Bu siyasal depremin, devlet içinde çatışma dahil birçok alanda devam edeceği de açıktır.
Bu tabloda kazananlar ve kaybedenler için, yeni sorumluluk ve yeni adımlar da zorunludur. CHP kazandı ama bu kazanım halk için ne anlama gelecek, CHP saray rejimine karşı demokratik bir muhalefet mi geliştirecek, [düzeni yıkmayacağı açıktır] yoksa saray rejimi ile uzlaşacak mı? AKP ve MHP, saray rejimi kaybetti; fakat sarayda oyun bitmez, “yeni ve sivil anayasa” gibi yeni oyunlar, yeni hamlelerin devreye sokulacağı açıktır. Ancak asıl eğilim şudur, halk düşmanlığı ve saray rejiminin devamı için her şeyi yapmak, bu eğilimin güçlenerek devam edeceği de açıktır. Diğer burjuva partiler bu pres, basınç ve yaşadıkları kaos ortamında yeni arayışlar içinde olacak, ciddi ve demokratik bir muhalefet geliştiremeyecek, işçi ve emekçilere halklara ve tüm ezilenlere bir şey veremeyecektir.
Demokrasi kavgası başka Kürt halkı, onun örgütlü gücü DEM parti olmak üzere, sol ve devrimci hareketin omuzlarındadır. Ancak buradan yürürsek, 31 Mart seçimleri kaybeden saray rejimi çözülür, dahası giderek yıkılır.

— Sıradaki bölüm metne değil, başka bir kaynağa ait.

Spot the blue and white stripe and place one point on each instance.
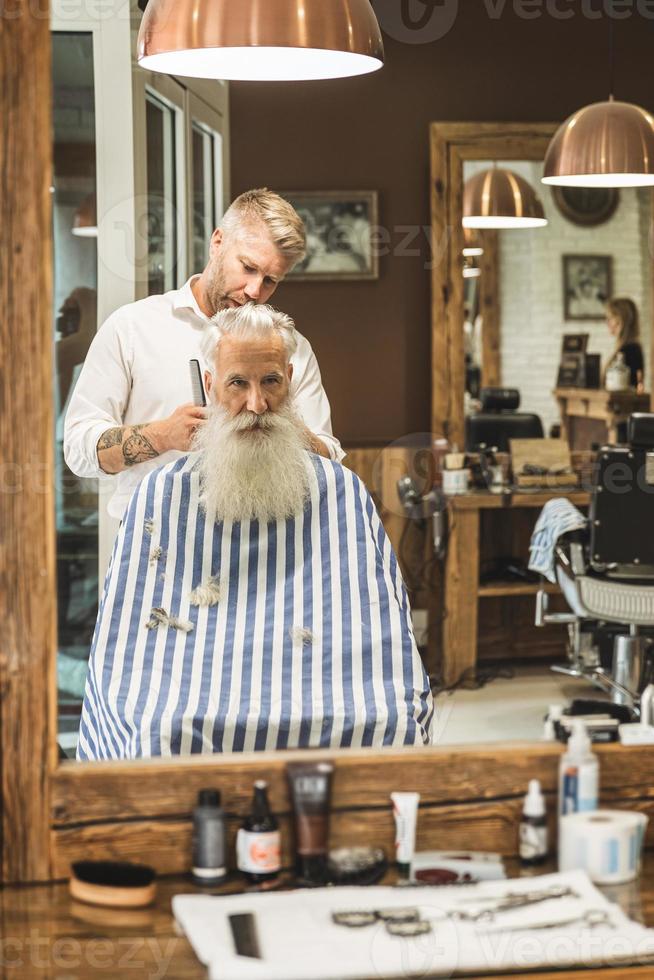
(245, 678)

Tam da bu alan, bu ana başlık ciddi tartışma, arayış ve adımların konusudur; bu alan bizim en önemli sorunumuz ve çözüm için odaklaşacağımız alandır.
TAKSİM 1 MAYIS ALANIDIR
31 Mart seçim sonuçlarının olumlu rüzgarını arkasına alarak 1 Mayıs süreci umutla başladı. Her 1 Mayıs da olduğu gibi, başta DİSK olmak üzere, dört büyük sendika ve kitle örgütü yasal başvuru yapıp, anayasa mahkemesinin Taksim kararını da eline alarak Taksim iradesini gösterdi. Sol ve devrimci hareket bu tartışma ve kavgayı, Taksim eksenli irade ve tartışmayı uzun yıllar yapmaktadır, dört büyük kitle örgütünü de dikkate alarak konumunu belirlemektedir. Hem seçim sonuçlarıyla ortaya çıkan morel ve rüzgar, hem de özellikle DİSK’in yüksek sesle ve tek bir taktikle, Taksim hedefiyle ortaya çıkması, bu temelde umut ve irade sadece sol ve devrimci harekette değil, halkta da giderek güçlendiği de açıktır.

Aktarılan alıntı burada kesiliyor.